In 1955 he joined the University of California at Berkeley, where he is now Professor Emeritus in the Department of Electrical Engineering and Computer Sciences. Throughout his 50-year teaching and research career - more than half of it at the University of California at Berkeley -Pederson has concentrated on the design and performance of electronic circuits. His work on circuits began with those using vacuum tubes as the active devices, then transistors and finally large-scale integrated circuits, with special attention to new and improved design technologies.
The development of SPICE (Simulation Program with Integrated Circuits Emphasis) was a major achievement in combining software engineering, numerical analysis and modeling of transistors for integrated circuit implementation. For more than 25 years SPICE has been the standard means of simulating circuits at the transistor level.
Pederson ' s research efforts have been reported in more than 100 technical publications, while his teaching has influenced countless graduate students.

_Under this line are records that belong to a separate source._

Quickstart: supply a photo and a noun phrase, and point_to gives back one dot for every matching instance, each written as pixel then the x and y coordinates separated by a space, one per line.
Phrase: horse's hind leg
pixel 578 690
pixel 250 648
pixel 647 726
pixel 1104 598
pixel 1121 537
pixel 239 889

Before his retirement in 1991, he was the inaugural E.L. and H.H. Buttner Professor of Electrical Engineering.
Pederson was elected a Berkeley Fellow in 1995. He has an honorary Ph.D. from the Katholieke Universiteit in Leuven, Belgium and was a Fulbright Lecturer in Ireland.
Named a Fellow of the IEEE in 1964 and a Life Fellow in 1991, he received the IEEE Education Medal in 1969, the IEEE Centennial Medal in 1984 and the IEEE Solid-State Circuits Council's Outstanding Development Award in 1985. He was awarded the IEEE Medal of Honor in 1998, "For creation of the SPICE Program, universally used for the computer aided design of circuits."
Pederson is a member of the National Academy of Engineering and the National Academy of Sciences and a Fellow of the American Association for the Advancement of Science and the American Academy of Arts and Sciences. Industry has recognized his achievements as well, honoring him with the Semiconductor Industry Association's inaugural University Research Award, the Phil Kaufman Award from the Electrical Design Automation Companies and, as co-recipient, the 1996 Computer & Communication Promotion Prize.